In the gospel of Luke, Christ once reported a climate pattern in Israel.1 Alaska’s southeast temperate coastal rainforest corroborates His claims, illustrating once again how true science confirms the Bible.
Most rainforests are tropical, but not all. By definition, the term “tropical” means hot, referring to the warm temperatures of the tropics. However, the word “rainforest” refers to a forested region that receives at least 100 inches per year of rainfall. Thus, if a forested region receives this level of rainfall yet is not hot enough year-round to be tropical, its milder climate makes it a temperate rainforest. And if it is located on a coastline (like Alaska’s southeastern coast), it’s a coastal temperate rainforest.
Usually land next to a seacoast—such as shore-land by an ocean or a large saltwater sea like the Mediterranean—has mild temperatures year-round. The coastal saltwater moderates the land temperatures of the land it touches, absorbing excess heat during warmer weather and radiating heat during cooler weather.

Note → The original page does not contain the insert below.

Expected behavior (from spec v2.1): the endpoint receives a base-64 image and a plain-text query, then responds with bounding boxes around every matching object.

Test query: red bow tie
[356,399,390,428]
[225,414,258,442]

These conditions explain the relatively mild weather of Southeast Alaska. It is considered a rainforest but not a tropical rainforest. What explains its huge quantities of annual rainfall, routinely receiving more than 100 inches (and sometimes much more!) of precipitation per year?
The answer is a phenomenon called orographic precipitation. This refers to how a mountain (or piedmont) range blocks free passage of rainclouds moving from ocean to coastland, forcing them upward and over the mountains. The process causes rainclouds to dump out most of their rain on the mountain slopes before they reach the other side of the mountain.2
Although it likely bypasses the casual reader, this climate pattern was alluded to by the Creator Himself during His public ministry. The Lord’s climate pattern observations were recorded for us by Luke, the empirical science-trained gospel writer:
Then He also said to the multitudes, “When you see a cloud rising out of the west, immediately you say, ‘A shower is coming’; and so it is. And when you see the south wind blow, you say, ‘There will be hot weather’; and there is.”1
The land of Israel is located on the eastern shore of the Mediterranean Sea. Evaporated saltwater pumps loads of moisture-laden air into the clouds floating above that sea. These rainclouds are often blown eastward over Israel, eventually bumping into the Judean foothills. This mountain-like piedmont range separates Israel’s coastland from the Jordan River and the trans-Jordanian highlands, causing the rain to spill on the coastal plain before being pushed eastward over the Judean mountains.3
In contrast, winds blowing from the Negev Desert south of Israel would be dry, hot, and likely rainless. The Negev’s dryness is due to a lack of atmospheric moisture in the Dead Sea area and the arid Sinai Peninsula farther south. At times when desert surface and air temperatures are 100oF or hotter, dry air blows from those locations and routinely produces the hot weather that Christ called the “south wind.”1,4
Again we have an account where the Bible reports scientifically relevant details. Our Lord knew exactly what He was talking about. Surely Luke would have appreciated the orographic weather patterns of Southeast Alaska’s rainforests.
References
- Luke 12:54-55.
- Kricher, J. C. 1993. Ecology of Western Forests. Boston, MA: Houghton Mifflin, 45; Eppenbach, S. 1997. Alaska’s Southeast: Touring the Inside Passage, 6th ed. Guilford, CT: Globe Pequot, 27-31. I thank Dr. Tim Clarey for his help with this article.
- Robertson, O. P. 1996. Understanding the Land of the Bible: A Biblical-Theological Guide. Phillipsburg, NJ: Presbyterian & Reformed Publishing, 41.
- Interestingly, the orographic precipitation that regularly dumps Mediterranean rainwater on the coastal plain of Israel occurs on Israel’s western coast, just like the temperate rainforests of Southeast Alaska and those in coastal Oregon, Washington, and Western Canada that also occur on western coastlines. Likewise, the west coasts of New Zealand and Chile illustrate this same biome ecology pattern.
* Dr. Johnson is Associate Professor of Apologetics and Chief Academic Officer at the Institute for Creation Research.